Der militärische Flügel der Hamas kündigte Vergeltung für den Tod Batrans an. "Diese neue Dummheit kommt nicht einfach so durch. Wir versprechen Rache für das Blut unseres Märtyrers", heißt es in einer Stellungnahme der Organisation.
Nach dem Angriff auf Sderot bombardierte die israelische Luftwaffe unter anderem einen Schmuggeltunnel im Gazastreifen. Hier gab es keine Verletzten.
Hamas: Direkte Gespräche ist "Sünde"
Verantwortlich für die Eskalation der Gewalt ist laut der Hamas die Arabische Liga, da diese am vergangenen Donnerstag direkten Verhandlungen zwischen Israel und den Palästinensern zugestimmt hat. Hamas-Sprecher Fawsi Barhum sagte am Sonntag laut der palästinensischen Nachrichtenagentur "Ma´an", die Genehmigung der Liga für direkte Gespräche sei eine "politische Sünde" und ein "grosser Fehler".
Raketenangriff auf Eilat und Akaba
Die israelische Urlaubsmetropole Eilat am Roten Meer ist heute Morgen von heftigem Raketenbeschuss heimgesucht worden.

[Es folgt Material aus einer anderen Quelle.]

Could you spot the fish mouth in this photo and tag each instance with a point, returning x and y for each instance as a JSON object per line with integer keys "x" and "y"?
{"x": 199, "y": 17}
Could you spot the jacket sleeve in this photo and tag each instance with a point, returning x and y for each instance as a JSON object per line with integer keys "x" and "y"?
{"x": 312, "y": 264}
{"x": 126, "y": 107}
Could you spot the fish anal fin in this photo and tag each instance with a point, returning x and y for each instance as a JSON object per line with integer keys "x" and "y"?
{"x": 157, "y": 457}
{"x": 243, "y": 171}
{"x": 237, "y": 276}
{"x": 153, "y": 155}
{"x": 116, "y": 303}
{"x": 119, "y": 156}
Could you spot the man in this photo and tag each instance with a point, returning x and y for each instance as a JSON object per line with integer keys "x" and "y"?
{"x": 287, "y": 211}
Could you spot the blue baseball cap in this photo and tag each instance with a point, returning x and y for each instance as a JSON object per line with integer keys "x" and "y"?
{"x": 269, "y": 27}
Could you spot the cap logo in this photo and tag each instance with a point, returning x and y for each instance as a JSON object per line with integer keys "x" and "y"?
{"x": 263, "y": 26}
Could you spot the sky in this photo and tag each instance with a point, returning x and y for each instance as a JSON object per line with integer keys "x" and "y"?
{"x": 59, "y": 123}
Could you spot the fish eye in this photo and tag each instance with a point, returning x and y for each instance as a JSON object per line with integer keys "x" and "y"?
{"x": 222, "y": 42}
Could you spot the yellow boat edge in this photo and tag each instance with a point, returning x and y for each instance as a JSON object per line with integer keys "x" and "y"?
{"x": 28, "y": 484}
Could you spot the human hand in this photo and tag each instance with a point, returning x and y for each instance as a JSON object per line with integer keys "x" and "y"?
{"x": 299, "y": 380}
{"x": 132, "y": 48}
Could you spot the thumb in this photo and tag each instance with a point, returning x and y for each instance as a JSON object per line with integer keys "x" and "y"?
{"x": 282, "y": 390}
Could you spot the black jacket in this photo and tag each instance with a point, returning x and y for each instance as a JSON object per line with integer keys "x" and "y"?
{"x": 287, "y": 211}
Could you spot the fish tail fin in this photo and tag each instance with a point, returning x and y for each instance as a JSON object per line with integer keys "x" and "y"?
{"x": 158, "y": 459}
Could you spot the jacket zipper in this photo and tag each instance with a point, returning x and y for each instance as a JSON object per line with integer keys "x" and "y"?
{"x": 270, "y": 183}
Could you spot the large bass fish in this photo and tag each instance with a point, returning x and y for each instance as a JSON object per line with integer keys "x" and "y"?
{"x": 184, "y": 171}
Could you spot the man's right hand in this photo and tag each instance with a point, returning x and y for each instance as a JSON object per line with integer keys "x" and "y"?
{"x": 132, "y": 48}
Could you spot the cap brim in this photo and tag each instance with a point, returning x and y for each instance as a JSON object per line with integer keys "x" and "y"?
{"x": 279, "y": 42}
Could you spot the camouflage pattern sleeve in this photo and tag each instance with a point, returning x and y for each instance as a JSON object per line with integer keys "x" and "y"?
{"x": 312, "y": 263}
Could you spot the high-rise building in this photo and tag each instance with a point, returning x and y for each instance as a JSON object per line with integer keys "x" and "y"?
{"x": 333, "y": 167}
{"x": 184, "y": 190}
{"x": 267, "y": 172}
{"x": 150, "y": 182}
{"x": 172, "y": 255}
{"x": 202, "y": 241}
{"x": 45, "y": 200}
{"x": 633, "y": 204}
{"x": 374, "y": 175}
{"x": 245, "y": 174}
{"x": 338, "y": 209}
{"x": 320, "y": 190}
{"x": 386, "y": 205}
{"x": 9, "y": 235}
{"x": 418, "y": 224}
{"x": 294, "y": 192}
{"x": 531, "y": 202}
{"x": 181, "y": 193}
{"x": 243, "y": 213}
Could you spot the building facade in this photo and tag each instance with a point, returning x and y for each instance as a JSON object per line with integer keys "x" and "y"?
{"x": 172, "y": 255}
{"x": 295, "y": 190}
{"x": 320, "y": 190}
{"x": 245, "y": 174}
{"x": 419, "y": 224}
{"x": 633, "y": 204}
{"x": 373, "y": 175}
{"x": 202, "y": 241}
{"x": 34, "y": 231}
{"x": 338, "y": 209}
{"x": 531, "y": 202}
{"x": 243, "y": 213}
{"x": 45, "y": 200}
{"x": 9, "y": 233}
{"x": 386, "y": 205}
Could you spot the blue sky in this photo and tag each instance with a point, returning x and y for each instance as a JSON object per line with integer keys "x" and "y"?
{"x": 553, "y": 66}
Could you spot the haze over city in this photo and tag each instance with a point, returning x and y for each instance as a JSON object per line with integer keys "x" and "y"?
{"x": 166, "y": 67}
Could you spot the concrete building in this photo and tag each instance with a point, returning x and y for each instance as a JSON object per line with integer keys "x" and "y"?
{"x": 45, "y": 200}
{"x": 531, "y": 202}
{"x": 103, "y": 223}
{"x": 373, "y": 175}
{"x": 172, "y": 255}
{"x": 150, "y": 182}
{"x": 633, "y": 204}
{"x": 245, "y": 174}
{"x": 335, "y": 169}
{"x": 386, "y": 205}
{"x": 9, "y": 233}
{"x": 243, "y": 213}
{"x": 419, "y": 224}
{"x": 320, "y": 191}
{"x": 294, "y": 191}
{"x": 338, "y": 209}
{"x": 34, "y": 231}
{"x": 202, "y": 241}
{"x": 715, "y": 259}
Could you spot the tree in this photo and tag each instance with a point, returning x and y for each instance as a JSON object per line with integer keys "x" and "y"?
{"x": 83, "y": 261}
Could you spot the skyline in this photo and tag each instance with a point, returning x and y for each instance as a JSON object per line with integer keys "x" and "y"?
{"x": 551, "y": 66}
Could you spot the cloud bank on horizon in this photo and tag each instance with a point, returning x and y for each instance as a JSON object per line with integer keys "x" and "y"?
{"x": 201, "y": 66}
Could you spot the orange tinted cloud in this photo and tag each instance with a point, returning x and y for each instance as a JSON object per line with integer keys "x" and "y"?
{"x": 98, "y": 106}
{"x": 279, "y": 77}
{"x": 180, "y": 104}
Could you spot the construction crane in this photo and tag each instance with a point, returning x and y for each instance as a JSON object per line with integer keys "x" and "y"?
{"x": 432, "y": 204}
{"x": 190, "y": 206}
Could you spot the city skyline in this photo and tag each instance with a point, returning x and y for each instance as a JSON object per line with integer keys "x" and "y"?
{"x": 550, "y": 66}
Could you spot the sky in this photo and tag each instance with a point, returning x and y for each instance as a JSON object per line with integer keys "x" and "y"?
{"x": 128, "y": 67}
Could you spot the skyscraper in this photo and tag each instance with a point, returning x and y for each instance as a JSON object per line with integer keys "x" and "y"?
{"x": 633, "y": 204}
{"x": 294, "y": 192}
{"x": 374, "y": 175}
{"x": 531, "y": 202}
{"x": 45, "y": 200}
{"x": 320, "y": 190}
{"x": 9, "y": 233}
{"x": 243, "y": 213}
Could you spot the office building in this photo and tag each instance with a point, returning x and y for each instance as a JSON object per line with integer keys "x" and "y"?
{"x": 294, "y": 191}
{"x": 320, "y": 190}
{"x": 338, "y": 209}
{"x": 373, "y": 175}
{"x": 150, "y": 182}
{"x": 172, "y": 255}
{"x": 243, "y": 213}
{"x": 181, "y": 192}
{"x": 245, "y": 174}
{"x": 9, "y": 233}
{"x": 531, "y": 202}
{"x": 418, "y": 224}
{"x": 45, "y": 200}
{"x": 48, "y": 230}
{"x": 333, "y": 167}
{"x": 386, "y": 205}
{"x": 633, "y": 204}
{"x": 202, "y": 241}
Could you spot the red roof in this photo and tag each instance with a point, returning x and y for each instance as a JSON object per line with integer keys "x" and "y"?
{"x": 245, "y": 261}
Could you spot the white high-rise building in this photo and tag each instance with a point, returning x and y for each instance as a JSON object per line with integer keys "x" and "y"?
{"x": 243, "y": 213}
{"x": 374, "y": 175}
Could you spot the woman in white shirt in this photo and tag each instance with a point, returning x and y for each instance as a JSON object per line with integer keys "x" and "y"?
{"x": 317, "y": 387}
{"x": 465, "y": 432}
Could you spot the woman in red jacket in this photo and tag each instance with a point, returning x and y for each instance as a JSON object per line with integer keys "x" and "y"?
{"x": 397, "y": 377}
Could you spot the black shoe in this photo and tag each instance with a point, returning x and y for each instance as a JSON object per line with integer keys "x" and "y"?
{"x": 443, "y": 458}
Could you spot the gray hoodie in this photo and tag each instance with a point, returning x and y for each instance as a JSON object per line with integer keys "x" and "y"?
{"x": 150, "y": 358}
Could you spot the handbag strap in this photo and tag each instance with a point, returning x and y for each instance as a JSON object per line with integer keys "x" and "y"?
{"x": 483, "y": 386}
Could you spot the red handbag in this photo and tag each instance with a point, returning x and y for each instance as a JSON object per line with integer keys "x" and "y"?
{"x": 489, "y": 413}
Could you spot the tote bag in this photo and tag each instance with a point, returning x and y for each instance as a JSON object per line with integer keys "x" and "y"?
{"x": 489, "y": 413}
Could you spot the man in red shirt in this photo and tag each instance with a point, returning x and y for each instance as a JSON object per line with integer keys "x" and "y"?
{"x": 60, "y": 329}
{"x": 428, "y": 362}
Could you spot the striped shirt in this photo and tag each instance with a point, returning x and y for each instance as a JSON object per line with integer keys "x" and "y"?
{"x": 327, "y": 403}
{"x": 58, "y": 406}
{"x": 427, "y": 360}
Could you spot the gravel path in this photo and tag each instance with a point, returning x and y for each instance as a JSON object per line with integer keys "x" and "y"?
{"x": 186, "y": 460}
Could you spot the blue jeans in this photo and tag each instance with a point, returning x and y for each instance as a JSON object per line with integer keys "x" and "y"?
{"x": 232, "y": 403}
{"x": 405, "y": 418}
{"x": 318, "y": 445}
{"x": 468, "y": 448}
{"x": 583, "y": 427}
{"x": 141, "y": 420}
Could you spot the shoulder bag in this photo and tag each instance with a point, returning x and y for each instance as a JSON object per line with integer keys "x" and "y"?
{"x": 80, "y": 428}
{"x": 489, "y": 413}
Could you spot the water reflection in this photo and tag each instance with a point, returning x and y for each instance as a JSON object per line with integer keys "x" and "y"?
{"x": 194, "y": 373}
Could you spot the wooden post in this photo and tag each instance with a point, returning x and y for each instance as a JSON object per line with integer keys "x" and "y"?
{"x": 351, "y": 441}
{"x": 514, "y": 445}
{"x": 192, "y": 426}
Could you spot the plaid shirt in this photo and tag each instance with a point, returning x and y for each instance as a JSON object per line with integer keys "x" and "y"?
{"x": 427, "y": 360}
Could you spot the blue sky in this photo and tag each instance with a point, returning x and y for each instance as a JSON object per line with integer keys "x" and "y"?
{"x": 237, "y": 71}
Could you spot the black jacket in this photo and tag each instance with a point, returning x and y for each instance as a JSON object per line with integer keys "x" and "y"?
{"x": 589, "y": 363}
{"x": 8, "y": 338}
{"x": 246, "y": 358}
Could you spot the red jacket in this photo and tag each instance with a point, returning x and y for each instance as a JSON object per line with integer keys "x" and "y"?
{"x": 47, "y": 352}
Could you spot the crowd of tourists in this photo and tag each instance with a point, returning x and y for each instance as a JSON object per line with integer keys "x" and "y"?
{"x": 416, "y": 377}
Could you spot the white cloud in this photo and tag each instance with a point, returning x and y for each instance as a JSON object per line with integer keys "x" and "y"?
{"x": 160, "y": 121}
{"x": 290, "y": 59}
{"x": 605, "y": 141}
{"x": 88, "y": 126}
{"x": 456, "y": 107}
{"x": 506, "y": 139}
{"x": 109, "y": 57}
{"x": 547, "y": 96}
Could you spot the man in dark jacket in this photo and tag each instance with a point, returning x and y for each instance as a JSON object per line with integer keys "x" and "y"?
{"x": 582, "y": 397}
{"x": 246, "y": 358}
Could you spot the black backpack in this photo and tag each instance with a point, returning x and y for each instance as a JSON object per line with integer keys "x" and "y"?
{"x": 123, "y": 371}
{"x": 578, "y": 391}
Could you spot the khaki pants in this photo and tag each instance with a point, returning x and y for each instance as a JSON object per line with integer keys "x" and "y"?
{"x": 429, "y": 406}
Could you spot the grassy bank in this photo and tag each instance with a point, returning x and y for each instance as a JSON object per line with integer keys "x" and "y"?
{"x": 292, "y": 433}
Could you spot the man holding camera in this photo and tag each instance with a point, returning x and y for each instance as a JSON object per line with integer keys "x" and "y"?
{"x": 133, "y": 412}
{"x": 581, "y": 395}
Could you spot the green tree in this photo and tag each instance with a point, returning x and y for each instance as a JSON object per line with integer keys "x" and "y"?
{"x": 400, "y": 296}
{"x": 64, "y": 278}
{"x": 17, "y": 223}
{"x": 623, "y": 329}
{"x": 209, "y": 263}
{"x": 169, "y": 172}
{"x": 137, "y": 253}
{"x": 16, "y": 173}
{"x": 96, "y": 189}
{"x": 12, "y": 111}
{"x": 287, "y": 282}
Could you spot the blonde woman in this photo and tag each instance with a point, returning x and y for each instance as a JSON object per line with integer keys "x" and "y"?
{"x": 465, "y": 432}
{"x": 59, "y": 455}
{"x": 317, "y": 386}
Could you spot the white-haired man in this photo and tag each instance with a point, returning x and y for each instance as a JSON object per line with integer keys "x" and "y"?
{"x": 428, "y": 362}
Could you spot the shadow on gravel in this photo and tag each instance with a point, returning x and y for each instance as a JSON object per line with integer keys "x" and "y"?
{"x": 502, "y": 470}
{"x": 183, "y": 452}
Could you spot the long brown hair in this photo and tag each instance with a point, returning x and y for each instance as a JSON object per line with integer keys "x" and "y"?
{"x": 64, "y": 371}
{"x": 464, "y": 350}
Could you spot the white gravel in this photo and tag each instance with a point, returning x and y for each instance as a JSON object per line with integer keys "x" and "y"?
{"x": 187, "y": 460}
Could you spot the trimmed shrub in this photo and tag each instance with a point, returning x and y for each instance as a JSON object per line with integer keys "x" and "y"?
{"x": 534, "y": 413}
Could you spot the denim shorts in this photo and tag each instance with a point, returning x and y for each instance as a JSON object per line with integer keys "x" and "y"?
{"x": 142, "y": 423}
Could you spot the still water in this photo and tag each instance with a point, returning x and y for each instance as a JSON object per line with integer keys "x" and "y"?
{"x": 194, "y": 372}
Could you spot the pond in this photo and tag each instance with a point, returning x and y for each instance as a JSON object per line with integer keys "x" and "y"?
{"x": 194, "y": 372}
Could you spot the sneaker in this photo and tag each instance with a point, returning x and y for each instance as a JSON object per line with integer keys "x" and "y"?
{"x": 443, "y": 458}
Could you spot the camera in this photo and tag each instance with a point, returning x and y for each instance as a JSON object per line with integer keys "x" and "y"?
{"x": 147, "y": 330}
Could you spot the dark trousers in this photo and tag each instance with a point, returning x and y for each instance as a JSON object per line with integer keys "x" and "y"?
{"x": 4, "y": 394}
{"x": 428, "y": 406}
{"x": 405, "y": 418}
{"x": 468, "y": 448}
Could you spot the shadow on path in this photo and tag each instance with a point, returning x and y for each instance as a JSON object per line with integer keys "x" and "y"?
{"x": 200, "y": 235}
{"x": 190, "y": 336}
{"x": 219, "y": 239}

Insgesamt fünf Raketen wurden auf die Stadt und das benachbarte Akaba in Jordanien abgefeuert.
Eine der Raketen landete auf offenem Gelände in Eilat, drei im Roten Meer und eine fünfte neben dem Hotel InterContinental in Akaba, wo Berichten nach bei dem Angriff ein Mann getötet und vier weitere Personen verletzt wurden.
Erst am Freitag war eine Grad-Rakete in der israelischen Küstenstadt Ashkelon eingeschlagen, die von palästinensischen Terroristen aus dem Gaza-Streifen abgefeuert worden war. Am Samstag schlug eine Kassam-Raketen nahe Sderot im Kreis Sha’ar Hanegev ein, wobei ein Dach zerstört wurde.